Depuis un certains temps, nous parlons d’entrepreneuriat ethnique ou d’entrepreneuriat informel. Beaucoup peuvent être amené à se demander s’ils sont concernés par cette réalité et s’ils ont intérêt à y accorder leur attention. Voici une simple situation qui vous permettra de vous faire une idée : Vous avez un emploi régulier, êtes contraint de rester à la maison temporairement ou encore voulez améliorer vos revenus. Prendre un deuxième emploi ne vous convient pas. Depuis un certain moment vous vous demandez si vous ne devez pas commencer un simple commerce sur la base de talents que vous avez naturellement quitte à en faire votre activité principale plus tard si ça marche bien. Ou alors commencer?

La démarche classique imposerait de structurer l’idée et de s’assurer de la durabilité et de la solidité du projet. Nous sommes ici dans l’informel. La simplicité est à privilégier. Les raisons qui poussent à entreprendre, nous l’avons vu, ne sont toujours liés à une activité principale. Le but premier est de souvent de générer un revenu complémentaire. La prise en charge de l’idée fait donc intervenir un processus le plus léger possible. Essayons alors de nous poser 3 questions simples pour légitimer le choix d’une telle aventure commerciale.

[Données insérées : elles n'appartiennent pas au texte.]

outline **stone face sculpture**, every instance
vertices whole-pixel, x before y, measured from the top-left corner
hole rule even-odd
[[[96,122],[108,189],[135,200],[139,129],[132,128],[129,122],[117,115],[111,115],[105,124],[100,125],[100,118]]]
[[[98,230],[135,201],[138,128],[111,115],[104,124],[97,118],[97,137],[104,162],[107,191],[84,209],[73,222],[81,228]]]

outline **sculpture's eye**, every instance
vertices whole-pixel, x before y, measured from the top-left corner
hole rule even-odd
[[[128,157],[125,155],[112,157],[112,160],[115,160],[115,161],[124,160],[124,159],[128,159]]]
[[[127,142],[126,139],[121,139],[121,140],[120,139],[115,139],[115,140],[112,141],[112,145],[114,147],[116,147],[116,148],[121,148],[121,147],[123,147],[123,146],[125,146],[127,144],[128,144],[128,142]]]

Pourquoi voulez-vous proposer cette activité?

Il est important d’avoir à l’esprit la raison qui vous pousse à entreprendre et de toujours s’en rappeler avant de faire un choix qui aura un impact sur l’activité. Comme on le voit il n’y a pas de plan d’affaires requis pour se lancer dans ce que nous proposons mais le fait de noter dans un coin l’objectif du commerce permet de ne pas se disperser quand viennent des sollicitations et options en cours d’exploitation. Souvent la famille ou les proches nous donne des orientations sur des opportunités à saisir. Il est alors bon de bien réfléchir à un objectif précis et de s’y tenir. Si d’autres opportunités se présentent, il faut pouvoir avoir les ressources (voir plus loin) pour les saisir sinon deux choix s’imposent : faire le deuil de l’opportunité et rester spécialisé dans notre commerce ou changer le projet. Il est dur de poursuivre plusieurs lièvres à la fois quand on est seul. Pour la petite boutade ethnique, seuls les lièvres belges courent les uns derrière les autres au quel cas il est facile d’en poursuivre plusieurs 😉

Quel niveau de ressource êtes-vous prêt à investir?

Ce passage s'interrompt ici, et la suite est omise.